Texture matters too. Blue-green powders can be gritty if not well incorporated. To avoid this, always sift the powder with your dry ingredients or whisk it into a liquid fat like melted butter, coconut oil, or milk before adding to the rest of the recipe. This ensures a smooth batter. You can also blend the powder into a small amount of yogurt or apple sauce first, creating a smooth paste that mixes more evenly than dry powder.

Finally, remember that your taste buds can adapt. If you start with small amounts and gradually increase, you may begin to appreciate the natural flavor of algae over time. Many people at AtomicGreens find that after a few weeks of baking with spirulina or chlorella, they no longer need to mask it as aggressively. The key is to be patient and experiment. Try a new recipe each week, and keep a log of what works for you.

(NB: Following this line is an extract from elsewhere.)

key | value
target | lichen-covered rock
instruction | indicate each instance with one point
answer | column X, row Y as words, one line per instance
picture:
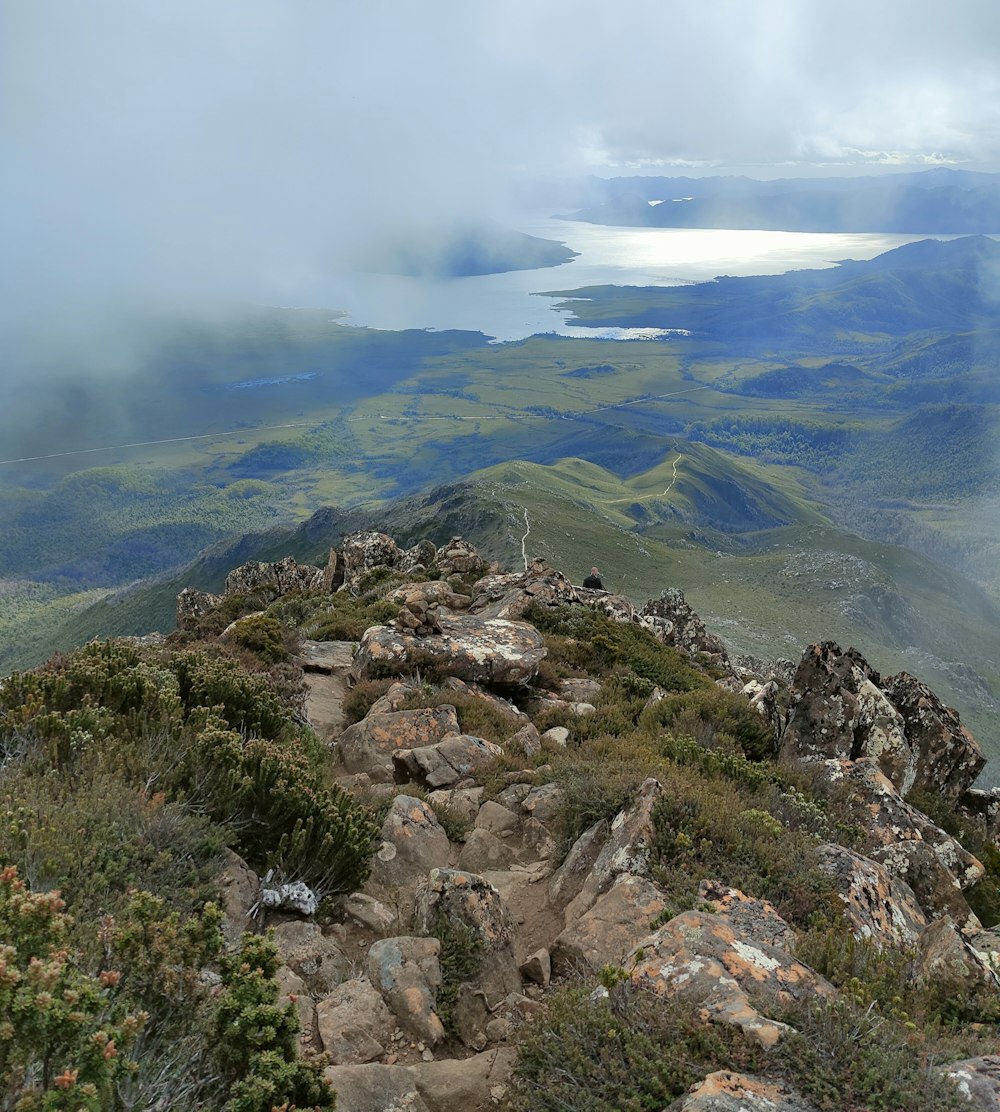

Baking with blue-green powders is not about hiding the fact that you’re eating an algae superfood. It’s about making it a seamless, enjoyable part of your diet. Whether you’re whipping up a batch of spirulina chocolate chip cookies, chlorella banana bread, or savory cheddar crackers, you’re giving your body a powerful dose of nutrition without giving up the comfort of a home-baked treat. So preheat your oven, grab that jar of powder, and start experimenting. Your health—and your taste buds—will thank you.